— Ильхам, послушай. Ты там смотри, не забывай своей веры. Помни, Аллах един, и Мохаммед пророк его.

Затем он провел ладонями по своему лицу, будто омылся. Глядя на него, то же самое сотворил и глухой старикан.

Вдвоем они направились к Таире, и мулла с четверть часа читал уже ей Коран, делая небольшие остановки и многозначительно взглядывая на нее. Когда, наконец, погребальный обряд завершился и старые абызы покинули полоняничий двор, получив мзду золотыми пластинами с шапки ханбике, Таира заплакала.

Плакала она не долго. Не более минуты. Затем какое-то время сидела, нахмурив брови и подперев голову рукой. Вздохнула, позвала прислужниц, велела найти шелковую тряпицу зеленого или синего цвета. Не нашли. Тогда она прогнала прислужниц, порвала на себе рубашку хинского шелка, оторвав от нее кусок размером локоть на локоть. Переоделась. Вышла во двор. Нашла там небольшую дощечку, колышек, вернулась и натянула на дощечку шелковую материю. Затем взяла иглу с золотой нитью и стала выводить арабской вязью слова. Не ложилась, пока не закончила работу.

Утром, совершив молитву и привязав колышек к дощечке, пошла по направлению к кладбищу. Приставленный к ней стражник спросил:

— Куда?

Она не ответила, ожгла взглядом так, что более тот ничего не вопрошал и лишь молча следовал за ней.

Придя на могилу Ильхама, она некоторое время постояла над ней, потом наклонилась и воткнула колышек с дощечкой прямо в середину невысокого холмика. И пошла обратно, не обращая никакого внимания на пристава.

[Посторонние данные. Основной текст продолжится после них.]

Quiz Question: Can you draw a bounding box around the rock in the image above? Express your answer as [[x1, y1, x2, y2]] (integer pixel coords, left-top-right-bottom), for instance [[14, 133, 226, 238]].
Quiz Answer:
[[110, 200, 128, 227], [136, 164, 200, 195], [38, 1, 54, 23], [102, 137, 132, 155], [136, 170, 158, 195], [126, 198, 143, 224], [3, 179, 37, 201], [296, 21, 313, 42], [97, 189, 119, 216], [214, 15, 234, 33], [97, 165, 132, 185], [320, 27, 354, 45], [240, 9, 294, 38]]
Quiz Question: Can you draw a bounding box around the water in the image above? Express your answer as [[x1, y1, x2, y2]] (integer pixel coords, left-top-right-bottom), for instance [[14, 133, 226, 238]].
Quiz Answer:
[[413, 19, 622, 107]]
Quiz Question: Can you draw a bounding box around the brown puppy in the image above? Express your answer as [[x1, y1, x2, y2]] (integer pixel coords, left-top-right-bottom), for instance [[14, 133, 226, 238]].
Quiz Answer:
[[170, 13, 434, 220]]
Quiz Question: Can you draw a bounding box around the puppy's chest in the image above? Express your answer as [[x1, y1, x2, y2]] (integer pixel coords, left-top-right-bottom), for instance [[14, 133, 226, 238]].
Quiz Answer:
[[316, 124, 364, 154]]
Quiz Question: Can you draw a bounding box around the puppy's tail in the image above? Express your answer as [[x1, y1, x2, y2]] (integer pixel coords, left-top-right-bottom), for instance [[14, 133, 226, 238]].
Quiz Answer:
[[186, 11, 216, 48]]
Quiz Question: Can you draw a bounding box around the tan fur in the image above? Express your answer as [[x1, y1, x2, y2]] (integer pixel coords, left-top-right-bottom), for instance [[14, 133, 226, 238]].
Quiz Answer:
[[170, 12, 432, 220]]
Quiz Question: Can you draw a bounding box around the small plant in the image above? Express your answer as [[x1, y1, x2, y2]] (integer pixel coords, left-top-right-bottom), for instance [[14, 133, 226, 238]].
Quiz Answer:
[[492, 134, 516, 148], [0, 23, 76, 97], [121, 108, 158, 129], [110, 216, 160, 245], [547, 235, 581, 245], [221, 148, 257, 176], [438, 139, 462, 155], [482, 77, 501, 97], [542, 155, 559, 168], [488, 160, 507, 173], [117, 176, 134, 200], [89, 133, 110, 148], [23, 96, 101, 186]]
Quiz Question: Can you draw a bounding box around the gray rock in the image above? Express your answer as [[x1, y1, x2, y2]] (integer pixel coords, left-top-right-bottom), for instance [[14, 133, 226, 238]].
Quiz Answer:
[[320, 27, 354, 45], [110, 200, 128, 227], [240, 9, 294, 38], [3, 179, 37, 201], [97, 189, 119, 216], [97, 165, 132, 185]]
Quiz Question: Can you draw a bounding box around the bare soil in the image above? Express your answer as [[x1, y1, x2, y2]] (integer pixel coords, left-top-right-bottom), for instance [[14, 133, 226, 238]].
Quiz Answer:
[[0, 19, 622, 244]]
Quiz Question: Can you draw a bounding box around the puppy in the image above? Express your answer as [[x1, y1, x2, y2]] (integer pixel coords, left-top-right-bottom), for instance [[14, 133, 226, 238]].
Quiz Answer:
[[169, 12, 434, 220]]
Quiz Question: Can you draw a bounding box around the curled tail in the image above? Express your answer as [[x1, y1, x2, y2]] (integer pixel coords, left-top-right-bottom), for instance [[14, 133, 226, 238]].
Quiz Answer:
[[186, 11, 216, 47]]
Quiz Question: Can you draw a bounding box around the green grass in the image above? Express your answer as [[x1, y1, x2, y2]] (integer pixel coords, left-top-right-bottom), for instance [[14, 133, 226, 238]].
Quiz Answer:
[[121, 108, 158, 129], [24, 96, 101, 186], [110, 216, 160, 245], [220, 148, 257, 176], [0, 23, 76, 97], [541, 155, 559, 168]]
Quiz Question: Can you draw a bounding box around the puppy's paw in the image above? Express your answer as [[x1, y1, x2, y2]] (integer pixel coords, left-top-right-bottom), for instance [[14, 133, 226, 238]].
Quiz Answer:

С погоста, что находился саженях в десяти от могилы Ильхама, вышла сухонькая старушка, чем-то похожая на Айху-бике. Где-то высоко, в ветвях кладбищенских деревьев, каркнула ворона, затем другая. Мелкими шажками старушка миновала свежую могилу Ильхама, бросила взгляд на дощечку, обтянутую вышитым шелком, перекрестилась и пошла дальше своей дорогой.

На третий день на могилу Ильхама явился мулла: «Мир тебе, умерший, скоро и я буду с тобой». Увидел табличку, подошел ближе и прочел, что было вышито золотой нитью ниже имени Ильхама:

Да простит Всевышний грехи того, кто посетит эту могилу и подумает обо мне. Я был так же грешен, как и ты, и завтра с тобой может случиться то же, что случилось со мной.

8

Ильхам умер.

Таира продолжала жить.

Приезжали бородатые бояре от великого князя в богатых шубах на собольих пупках и диковинных горлатных шапках трубой, расширяющихся кверху, садились по лавкам и, прея в своих одеяниях, вели через толмача долгие и нудные беседы, склоняя Таиру к вере православной.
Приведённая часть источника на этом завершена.